# Opportunities and Challenges for Ultra-Low Voltage Digital IC Design

Jun Zhou, Scientist / PhD Supervisor Institute of Microelectronics, A\*STAR, Singapore zhouj@ime.a-star.edu.sg

*Graduated in Nov. 2008 from Microelectronics System Design Group, Newcastle University* 

Abstract—Ultra-low voltage digital IC design is promising in achieving ultra-low power consumption for emerging applications such as IoT, smart sensor and wearable computing.
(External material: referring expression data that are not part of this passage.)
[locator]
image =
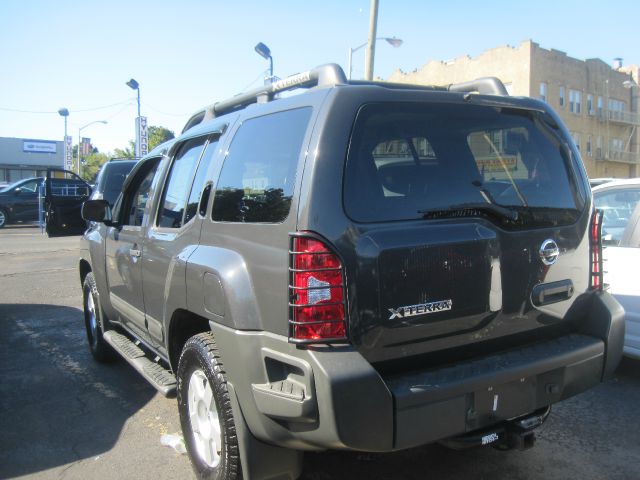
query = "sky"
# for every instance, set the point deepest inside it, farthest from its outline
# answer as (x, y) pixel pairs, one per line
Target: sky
(187, 54)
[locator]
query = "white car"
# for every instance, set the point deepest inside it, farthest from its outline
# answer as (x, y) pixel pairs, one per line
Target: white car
(620, 202)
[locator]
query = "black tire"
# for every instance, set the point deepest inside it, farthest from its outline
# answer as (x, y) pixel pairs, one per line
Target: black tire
(4, 217)
(94, 322)
(214, 453)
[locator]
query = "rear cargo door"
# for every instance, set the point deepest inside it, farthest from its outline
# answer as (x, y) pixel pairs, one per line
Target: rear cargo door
(65, 192)
(453, 205)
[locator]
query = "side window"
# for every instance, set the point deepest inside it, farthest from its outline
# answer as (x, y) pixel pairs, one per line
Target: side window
(140, 197)
(178, 183)
(31, 186)
(258, 176)
(617, 207)
(130, 206)
(199, 181)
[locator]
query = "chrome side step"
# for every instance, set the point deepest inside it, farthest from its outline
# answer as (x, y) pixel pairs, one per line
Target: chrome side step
(163, 380)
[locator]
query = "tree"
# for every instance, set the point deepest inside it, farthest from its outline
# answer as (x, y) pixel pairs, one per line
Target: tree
(128, 152)
(91, 165)
(158, 135)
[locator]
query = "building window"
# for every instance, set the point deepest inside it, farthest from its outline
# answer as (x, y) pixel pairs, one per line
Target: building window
(616, 105)
(590, 110)
(575, 101)
(576, 139)
(599, 106)
(543, 91)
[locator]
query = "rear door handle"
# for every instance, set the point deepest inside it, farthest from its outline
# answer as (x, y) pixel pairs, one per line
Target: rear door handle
(547, 293)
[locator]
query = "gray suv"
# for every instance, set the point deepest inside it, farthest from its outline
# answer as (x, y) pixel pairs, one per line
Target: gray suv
(362, 266)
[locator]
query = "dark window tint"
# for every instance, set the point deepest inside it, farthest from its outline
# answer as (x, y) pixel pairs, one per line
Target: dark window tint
(179, 182)
(111, 179)
(258, 175)
(199, 181)
(141, 196)
(410, 161)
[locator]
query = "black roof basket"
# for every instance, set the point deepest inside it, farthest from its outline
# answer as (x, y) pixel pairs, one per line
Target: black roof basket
(484, 86)
(323, 76)
(327, 75)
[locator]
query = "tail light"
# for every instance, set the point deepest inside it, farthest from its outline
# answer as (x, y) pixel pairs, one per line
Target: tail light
(316, 292)
(595, 242)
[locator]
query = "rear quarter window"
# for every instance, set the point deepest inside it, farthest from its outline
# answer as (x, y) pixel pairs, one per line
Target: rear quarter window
(259, 172)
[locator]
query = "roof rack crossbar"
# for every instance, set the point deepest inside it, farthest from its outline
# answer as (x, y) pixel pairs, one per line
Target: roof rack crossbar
(323, 76)
(484, 86)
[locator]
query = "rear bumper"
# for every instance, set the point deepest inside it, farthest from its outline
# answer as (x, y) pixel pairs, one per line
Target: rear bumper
(331, 397)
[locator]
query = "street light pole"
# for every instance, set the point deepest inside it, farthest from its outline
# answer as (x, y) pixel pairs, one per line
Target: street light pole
(136, 86)
(371, 44)
(393, 41)
(80, 139)
(264, 51)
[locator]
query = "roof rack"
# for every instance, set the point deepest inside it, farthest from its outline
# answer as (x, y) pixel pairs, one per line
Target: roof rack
(322, 76)
(327, 75)
(484, 86)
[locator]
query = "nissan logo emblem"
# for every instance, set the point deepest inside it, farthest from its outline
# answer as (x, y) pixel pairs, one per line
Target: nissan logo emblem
(549, 252)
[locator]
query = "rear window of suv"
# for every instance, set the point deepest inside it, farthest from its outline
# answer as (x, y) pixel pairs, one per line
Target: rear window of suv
(410, 161)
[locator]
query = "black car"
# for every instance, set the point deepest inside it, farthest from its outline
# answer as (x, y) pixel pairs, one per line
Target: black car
(361, 266)
(19, 201)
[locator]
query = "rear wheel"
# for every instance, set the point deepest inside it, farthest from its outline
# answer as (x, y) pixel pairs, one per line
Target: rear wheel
(205, 411)
(4, 217)
(94, 321)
This paper discusses the opportunities and challenges of ultra-low voltage digital IC design by reviewing and discussing the major design techniques for enabling ultra-low voltage operation, including ultra-low voltage device sizing, ultra-low voltage level shifter design, ultra-low voltage SRAM design and variation-resilient techniques for ultra-low voltage design.

# **1** INTRODUCTION

Emerging applications such as IoT, smart sensor and wearable computing require advanced built-in digital signal processing and controlling capability for "intelligent" and "connected" devices. In the meanwhile, ultra-low power consumption is demanded to prolong the battery life or achieve perpetual operation with energy harvester. This makes the design of ultra-low power digital ICs a must. In the past, ultra-low voltage design has been proved to be able to reduce the power consumption by  $5-10\times[1][2]$ , making it a very promising candidate for the power-constrained emerging applications. This paper reviews and discusses the major design techniques for the ultra-low voltage digital IC design. In Section 2, the ultra-low voltage device sizing methods are reviewed. In Section 3, the design techniques of ultra-low voltage SRAM are discussed. In Section 5, the variation resilience design techniques for ultra-low voltage operation are discussed, and in Section 6, the conclusions are drawn.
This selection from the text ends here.